Ok, enough talk, on to the action. I got to say, the big part of the things went smoothly. Simple domain objects were mapped from one repository implementation to the new one without hassle. The real problem rose with more complex domain objects. For example, a Book has a list of Authors. Since we were using a document database, that was really a no brainer. The authors list was denormalized and stored along side the book data. Every update on the authors was simply persisted by saving the entire document on an atomic operation.

But now on the relational database, each Author has its own row on a dedicated table. The million dollar question, how do we know which authors were changed? From the DDD purity, the Domain objects should not have persistence details, so long for tracking changes. This means we need a way to keep sync between what we have on database and our domain object that was passed.

One solution is to eagerly load the inner authors list from our database entity and enumerate each domain author from input to check if already exists on the database, if no then add it. Then we need to enumerate the list from our database and check if all of them are still present on the domain list, if no, then remove it. And don’t forget to update the ones in the middle if needed.

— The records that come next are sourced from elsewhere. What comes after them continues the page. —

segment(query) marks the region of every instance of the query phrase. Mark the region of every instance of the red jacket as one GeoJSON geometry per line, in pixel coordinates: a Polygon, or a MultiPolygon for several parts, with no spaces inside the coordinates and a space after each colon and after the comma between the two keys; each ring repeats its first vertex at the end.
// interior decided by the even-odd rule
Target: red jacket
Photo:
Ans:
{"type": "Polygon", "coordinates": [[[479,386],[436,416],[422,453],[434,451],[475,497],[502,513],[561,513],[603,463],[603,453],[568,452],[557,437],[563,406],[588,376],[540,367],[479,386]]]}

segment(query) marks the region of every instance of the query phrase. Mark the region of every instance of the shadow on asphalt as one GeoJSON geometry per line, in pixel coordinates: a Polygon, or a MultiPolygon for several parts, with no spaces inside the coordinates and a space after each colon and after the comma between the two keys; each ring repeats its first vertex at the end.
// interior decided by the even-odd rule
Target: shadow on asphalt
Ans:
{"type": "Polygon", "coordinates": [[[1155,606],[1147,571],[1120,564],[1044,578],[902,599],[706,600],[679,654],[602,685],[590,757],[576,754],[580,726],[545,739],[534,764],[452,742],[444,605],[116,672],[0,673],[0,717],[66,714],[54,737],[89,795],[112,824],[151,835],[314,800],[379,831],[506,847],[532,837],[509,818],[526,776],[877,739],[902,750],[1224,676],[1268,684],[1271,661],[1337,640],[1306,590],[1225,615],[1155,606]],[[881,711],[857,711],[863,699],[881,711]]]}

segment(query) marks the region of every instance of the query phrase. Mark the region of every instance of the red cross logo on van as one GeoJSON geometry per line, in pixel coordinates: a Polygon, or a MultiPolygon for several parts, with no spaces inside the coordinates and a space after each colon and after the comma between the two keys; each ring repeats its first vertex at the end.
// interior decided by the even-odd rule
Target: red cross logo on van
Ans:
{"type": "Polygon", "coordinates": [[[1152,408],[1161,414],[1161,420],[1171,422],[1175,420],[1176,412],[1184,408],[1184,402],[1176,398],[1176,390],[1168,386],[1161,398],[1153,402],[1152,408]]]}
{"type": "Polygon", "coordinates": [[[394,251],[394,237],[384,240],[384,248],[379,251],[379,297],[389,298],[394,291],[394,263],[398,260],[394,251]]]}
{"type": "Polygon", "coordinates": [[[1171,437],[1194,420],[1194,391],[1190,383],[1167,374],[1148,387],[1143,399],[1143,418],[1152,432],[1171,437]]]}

public void Save(Book entity)
{
    //get the existing Book from the Database, eagerly loading the Authors 
    var book = await dbContext.Books
        .Include(x => x.Authors)
        .FirstOrDefaultAsync(x => x.Id == entity.Id);

    if (book == null)
    {
        book = new Model.Book
        {
            Id = entity.Id,
        };

        dbContext.Bundle.Add(book);
    }

    //Update the entity Properties
    book.Name = entity.Name;


    //check for Authors added
    foreach (var domainAuthor in entity.Authors)
    {
        var author = book.Authors
            .FirstOrDefault(x => x.Id == domainAuthor.Id);

        if (author == null)
        {
            //load the existing Author entity from Database
            author = dbContext.Authors.FirstOrDefault(x => x.Id == domainAuthor.Id);
            book.Authors.Add(author);
        }
    }

    //check for authors removed
    var existingAuthors = book.Authors.ToList(); //create a copy list in order to allow us to remove items while enumerating
    foreach (var existingAuthor in existingAuthors)
    {
        var author = entity.Authors.FirstOrDefault(x => x.Id == existingAuthor.Id);
        if (author == null)
        {
            book.Authors.Remove(existingAuthor);
        }
    }


    await dbContext.SaveChanges();
}

In this case we are using EF inside the repositories, but the same would apply using another ORM or even micro-ORM as there are no changes tracking.

Would this happen if the application was built using a relational database in the first place? I seriously doubt it. Chances are that either specific methods were created on the repository to add those entries on the inner list, or that the domain object would be replaced by the entity object itself. I think it’s safe to say, that no matter what, our choice of the backing store still affects the way we design an application, from top to bottom. Of course we do our best to create that layer of abstraction, but we’re only humans. We can only predict based on what we know.

If it was my design, I’m pretty positive that no repositories would be seen anywhere. I wouldn’t use the Onion Layers design. I would create vertical slices on the domain and mapping directly the data objects on the application. I wouldn’t care for database layer abstraction because I really want to use what each database features serve me best. Would this exercise be as “easy” as it was using that model? No, I guess not. But again, in more than 15 years, this is the first time I actually did it, and as of now, it is more academic than professional.